La actitud fundamental del cristiano ante el conjunto de los bienes materiales -ante el “dinero”- es la de recordar que ellos son unos medios, necesarios para el armonioso desarrollo de la vida del hombre, pero que no constituyen de ningún modo su fin. Pues ese fin es Dios y sólo él, ya que sólo Dios puede saciar el anhelo del corazón del hombre. La sustitución de un fin por otro, de Dios por el dinero, constituye una perversión fundamental de la vida humana. De ahí la severa advertencia del Señor: ¡Qué difícil es que los que tienen riquezas entren en el Reino de Dios! (...) Es más fácil que un camello pase por el ojo de la aguja, que el que un rico entre en el Reino de Dios (Mc 10,24-25). La razón de ello es que nadie puede servir a dos señores; porque aborrecerá a uno y amará al otro: o bien se entregará a uno y despreciará al otro. No podéis servir a Dios y al Dinero (Mt 6,24). Obsérvese que el evangelista escribe “Dinero” con mayúscula, para darnos a entender que se trata del dinero convertido en un dios, convertido en el fin y el objetivo de la vida. El dinero es, por lo tanto, tan sólo un medio, un instrumento, y el creyente debe emplearlo de tal manera que le sirva para alcanzar la vida eterna: Yo os digo: haceos amigos con el Dinero injusto, para que, cuando llegue a faltar, os reciban en las eternas moradas (Lc 16,9).

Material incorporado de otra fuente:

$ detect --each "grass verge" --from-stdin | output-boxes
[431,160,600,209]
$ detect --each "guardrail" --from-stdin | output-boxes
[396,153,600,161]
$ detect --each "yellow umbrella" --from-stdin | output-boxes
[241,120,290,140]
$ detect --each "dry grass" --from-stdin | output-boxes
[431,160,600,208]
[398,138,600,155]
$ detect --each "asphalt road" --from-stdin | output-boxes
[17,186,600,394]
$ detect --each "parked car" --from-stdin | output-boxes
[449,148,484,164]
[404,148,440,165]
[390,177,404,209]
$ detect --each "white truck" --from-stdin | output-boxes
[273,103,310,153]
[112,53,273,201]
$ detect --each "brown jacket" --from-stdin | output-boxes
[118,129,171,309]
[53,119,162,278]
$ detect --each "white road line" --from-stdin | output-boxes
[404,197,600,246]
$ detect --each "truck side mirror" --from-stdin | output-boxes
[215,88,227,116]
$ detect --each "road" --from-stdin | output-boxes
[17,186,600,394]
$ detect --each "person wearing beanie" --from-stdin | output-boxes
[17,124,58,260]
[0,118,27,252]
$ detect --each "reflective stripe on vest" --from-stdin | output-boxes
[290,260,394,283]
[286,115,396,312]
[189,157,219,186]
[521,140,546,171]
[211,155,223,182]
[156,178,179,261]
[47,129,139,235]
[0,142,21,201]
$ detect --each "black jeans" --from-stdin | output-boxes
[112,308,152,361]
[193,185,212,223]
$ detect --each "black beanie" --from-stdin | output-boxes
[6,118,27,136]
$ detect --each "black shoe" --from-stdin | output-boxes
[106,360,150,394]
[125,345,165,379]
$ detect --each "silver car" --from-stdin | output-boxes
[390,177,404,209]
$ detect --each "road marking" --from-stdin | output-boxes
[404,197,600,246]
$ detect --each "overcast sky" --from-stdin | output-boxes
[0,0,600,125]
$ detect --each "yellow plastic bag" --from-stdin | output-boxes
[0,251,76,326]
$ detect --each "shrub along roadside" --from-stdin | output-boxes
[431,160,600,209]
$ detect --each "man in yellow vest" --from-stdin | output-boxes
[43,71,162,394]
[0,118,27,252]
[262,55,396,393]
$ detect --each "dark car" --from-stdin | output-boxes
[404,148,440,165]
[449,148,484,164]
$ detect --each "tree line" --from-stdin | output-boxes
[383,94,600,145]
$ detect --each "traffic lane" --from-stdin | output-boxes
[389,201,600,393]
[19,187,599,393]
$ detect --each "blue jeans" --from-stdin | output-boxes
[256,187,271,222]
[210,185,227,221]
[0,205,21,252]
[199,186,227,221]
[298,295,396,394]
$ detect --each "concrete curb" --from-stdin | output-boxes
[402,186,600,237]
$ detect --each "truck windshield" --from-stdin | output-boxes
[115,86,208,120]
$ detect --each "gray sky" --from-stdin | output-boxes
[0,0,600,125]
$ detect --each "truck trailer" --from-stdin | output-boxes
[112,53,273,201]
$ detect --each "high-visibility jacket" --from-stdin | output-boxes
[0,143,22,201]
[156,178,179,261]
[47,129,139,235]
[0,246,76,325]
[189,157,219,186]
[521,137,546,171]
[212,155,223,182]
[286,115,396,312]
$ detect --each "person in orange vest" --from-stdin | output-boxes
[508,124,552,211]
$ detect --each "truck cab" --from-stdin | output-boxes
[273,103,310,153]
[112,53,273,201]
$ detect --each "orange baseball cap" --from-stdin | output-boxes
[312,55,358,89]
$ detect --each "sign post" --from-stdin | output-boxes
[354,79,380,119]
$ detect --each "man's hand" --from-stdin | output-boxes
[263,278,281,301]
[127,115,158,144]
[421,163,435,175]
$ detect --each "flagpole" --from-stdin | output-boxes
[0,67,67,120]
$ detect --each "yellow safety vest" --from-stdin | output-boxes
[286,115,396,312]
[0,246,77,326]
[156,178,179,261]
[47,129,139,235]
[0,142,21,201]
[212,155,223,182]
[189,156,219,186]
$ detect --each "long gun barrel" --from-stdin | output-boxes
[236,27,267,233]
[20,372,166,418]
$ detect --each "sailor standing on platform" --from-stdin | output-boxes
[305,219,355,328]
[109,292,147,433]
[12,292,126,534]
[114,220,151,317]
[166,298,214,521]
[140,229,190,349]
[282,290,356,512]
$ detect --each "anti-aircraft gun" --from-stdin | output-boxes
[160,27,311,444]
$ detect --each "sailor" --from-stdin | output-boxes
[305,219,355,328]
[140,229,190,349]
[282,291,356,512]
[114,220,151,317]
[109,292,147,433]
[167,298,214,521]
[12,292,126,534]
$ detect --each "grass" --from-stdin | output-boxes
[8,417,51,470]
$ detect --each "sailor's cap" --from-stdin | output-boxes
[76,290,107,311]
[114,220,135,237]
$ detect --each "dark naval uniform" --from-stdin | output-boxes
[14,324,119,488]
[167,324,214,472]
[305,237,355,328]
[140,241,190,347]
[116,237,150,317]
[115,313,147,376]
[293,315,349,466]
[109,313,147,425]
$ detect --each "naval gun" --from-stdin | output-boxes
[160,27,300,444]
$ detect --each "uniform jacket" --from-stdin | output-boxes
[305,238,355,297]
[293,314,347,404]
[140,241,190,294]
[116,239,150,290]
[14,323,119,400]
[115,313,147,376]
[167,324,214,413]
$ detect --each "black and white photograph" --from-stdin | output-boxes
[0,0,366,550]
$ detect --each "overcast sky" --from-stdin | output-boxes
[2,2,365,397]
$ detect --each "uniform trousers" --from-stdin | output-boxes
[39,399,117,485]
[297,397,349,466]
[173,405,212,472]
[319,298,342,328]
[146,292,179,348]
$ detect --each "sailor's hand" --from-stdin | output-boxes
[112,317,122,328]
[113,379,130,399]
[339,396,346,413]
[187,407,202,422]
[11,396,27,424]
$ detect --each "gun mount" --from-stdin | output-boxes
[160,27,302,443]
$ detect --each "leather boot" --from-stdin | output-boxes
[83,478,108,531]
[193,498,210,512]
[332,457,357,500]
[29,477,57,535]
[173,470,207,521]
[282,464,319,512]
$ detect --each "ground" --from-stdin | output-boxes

En el uso de los bienes materiales el cristiano se preocupará, pues, ante todo, de cuidar que el amor de su corazón sea Dios y no el dinero. Pues el amor desordenado al dinero -es decir, el tomarlo como el objetivo y el valor supremo de la vida- conduce a la injusticia y a la insolidaridad, y provoca la cólera de Dios sobre quien así actúa: Ahora bien, vosotros, ricos, llorad y dad alaridos por las desgracias que están para caer sobre vosotros. Vuestra riqueza está podrida y vuestros vestidos apolillados; vuestro oro y vuestra plata están tomados de herrumbre y su herrumbre será testimonio contra vosotros y devorará vuestras carnes como fuego. Habéis acumulado riquezas en estos días que son los últimos. Mirad: el salario que no habéis pagado a los obreros que segaron vuestros campos está gritando; y los gritos de los segadores han llegado a los oídos del Señor de los ejércitos. Habéis vivido sobre la tierra regaladamente y os habéis entregado a los placeres; habéis hartado vuestros corazones en el día de la matanza. Condenasteis y matasteis al justo; él no os resiste (St 5,1-6).

El amor desordenado al dinero no sólo conduce a la injusticia hacia el prójimo, sino que puede ser también la causa de la ruina económica y moral del propio individuo. Así ocurre, a menudo, a través de los juegos de azar, que, aunque por sí mismos no sean contrarios al orden moral, sin embargo resultan moralmente inaceptables cuando privan a la persona de lo que le es necesario para atender a sus necesidades o a las de los demás.

3. La justicia.

a) En las relaciones interpersonales.

La justicia regula nuestras relaciones con los demás, tanto en lo que se refiere a sus personas como a sus bienes. El séptimo mandamiento en su enunciación literal se refiere a éstos para prohibir el robo, es decir, toda forma de tomar o retener injustamente el bien ajeno contra la voluntad razonable de su dueño. El catecismo precisa que no hay robo si el consentimiento puede ser presumido o si el rechazo del dueño es contrario a la razón y al destino universal de los bienes, como ocurre cuando hay una necesidad urgente y evidente y no hay otro modo de remediar las necesidades inmediatas y esenciales, como son el alimento, la vivienda, el vestido etc. (CAT 2408). También precisa que “injustamente” se refiere a la justicia tal como dimana del orden moral, que no siempre coincide con el orden legal, pues puede haber cosas autorizadas por las leyes civiles que sean moralmente injustas (CAT 2409).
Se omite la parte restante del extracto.